Publicada por Anónimo em Placebo a 28 de Novembro de 2007 13:13

1 comentário:

Tx ^^ disse...

"Dorme" disseram-me ao ouvido, "amanha o pai natal trará boas prendas..", e eu obediente deixava repousar as palpebras cansadas de um longo dia a fazer coisas de criança.
"Bom dia, é Natal." criança que era demorei a despertar mas rapidamente retomei consciencia do dia que era e corri para o salao. junto ao pinheiro que custumávamos enfeitar com bolinhas prateadas e longas fitas farfalhudas, alguns anjinhos e uma estrela á americana no topo,encontravam-se dois pacotes grandes com o meu nome escrito.
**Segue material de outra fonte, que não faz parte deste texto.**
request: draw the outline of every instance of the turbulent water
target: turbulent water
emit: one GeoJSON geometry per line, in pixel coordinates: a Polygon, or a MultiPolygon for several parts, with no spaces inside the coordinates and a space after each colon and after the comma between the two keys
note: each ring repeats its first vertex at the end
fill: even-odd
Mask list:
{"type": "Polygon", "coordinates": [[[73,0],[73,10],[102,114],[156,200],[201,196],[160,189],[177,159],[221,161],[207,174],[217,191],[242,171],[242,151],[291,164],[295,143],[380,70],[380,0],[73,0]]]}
Criança que era nem me cuidei com o embrulho tamanha era a excitação infantil. Num dos pacotes encontrei uma carta solitaria e antes que me interessasse pelo seu conteudo despachei-me a abrir o outro. Este continha um conjunto de legos.
Com a fome esqueci de dar atenção ao envelope. Apos o almoço fomos para o parque e levei o meu conjunto de legos. Lá outras crianças brincavam com os seus brinquedos. Um menino da mesma permaturidade aninhou-se junto a mim e pediu muito educadamente se poderia brincar com o meu brinquedo. A minha primeira reação foi proteger os meus interesses. Nao queria que mo partisse ou mo roubasse, alem disso era meu! Mas depois apercebi-me que ele nao tinha brinquedo e se nao lho emprestasse o meu, nao teria nada para brincar.
Olhei á minha volta e vi todos os da minha altura rirem e fazerem os seus jogos enquanto que o do meu lado parecia murcho e sem sorriso aparente no rosto.
Estiquei-lhe o meu presente e assim que este agarrou na oferta o seu rosto iluminou-se como se tudo dependesse da resposta.
Brincou e devolveu-mo tal como o tinha dado. E foi-se embora.
Em casa lembraram-me "ainda tens uma prenda por abrir" corri para o salao. A minha inocencia era tambem ignorancia. leram a carta para mim "partilha o que tens e nao invejes o que têm os outros,emprestaste um bem que te é precioso quando tens pouco, mas deste algo a alguem que ainda menos tem. E deste-lhe algo que por mais anos que passem nunca se estragará nem desaparecerá..Feliz Natal."